Her smoky eyes darkened expressively as she set down her glass. She didn’t care if Matthew could read the signs of impending anger: her flicked-hair back; her stiffened chin; her eyes the ominous gray of a storm cloud. “Next week,” she clipped out.
Matthew finished his drink and leaned back against the marble fireplace, loosely folding his arms. “Honey. Stop bristling.”
“Look-”
“For you, Misha, I’d do my best to walk on water. When I saw you again and realized you were i
n trouble…” He shook his head, just a little, his eyes holding hers in a gaze so intense she could not look away. She wanted to. Something kept happening whenever he looked at her, whenever he was close enough to touch her-something completely different from the way she had once felt about Matthew. “You’re unhappy because I don’t want to listen to you talk about your son,” he said quietly. “At least let me explain, Misha. I don’t feel I have the right-not to even offer you a few words of advice, not even simply to listen. His own father surely has first rights. Stone’s still living in the city. Even though things apparently didn’t work out between you, he has the financial and moral responsibility to take care of Johnny’s needs. Why don’t you go, to him first, Misha?”
She looked away then, every nerve ending coiling up tight. “Never would I go to that man.
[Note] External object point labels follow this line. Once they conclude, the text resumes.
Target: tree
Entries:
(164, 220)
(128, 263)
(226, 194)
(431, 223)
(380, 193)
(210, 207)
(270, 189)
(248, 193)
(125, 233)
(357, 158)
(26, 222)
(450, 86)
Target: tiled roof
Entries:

First of all, because he’s a bastard. And second, because Johnny isn’t. He’s a Whitaker, Matthew…”
“And I never thought we had a problem with honesty,” Matthew responded coldly. “Misha, he’s your son. That’s all that matters.”
“Not to me!” She sprang from the chair and stalked to the closet to get his coat. Two huge tears that she had no intention of shedding stung her eyes. With Matthew’s coat in her arms, Lorna turned back to him; her silvery eyes were brilliant in her pale face. “Not to me, Matthew,” she repeated more calmly. “You’re just like Richard. Just like your father. Do you think I would sleep with two men at the same time? Do you think I would put a ring on my finger and then, less than year later-”
“Misha-”
“It was fun, being a nymphomaniac,” she said bitterly. “It was a short-term illness, but it was wonderful while it lasted. Just anyone who asked me…ah, well, those certainly were the good old days. And it was certainly wonderful seeing you again, Matthew. As in good night.”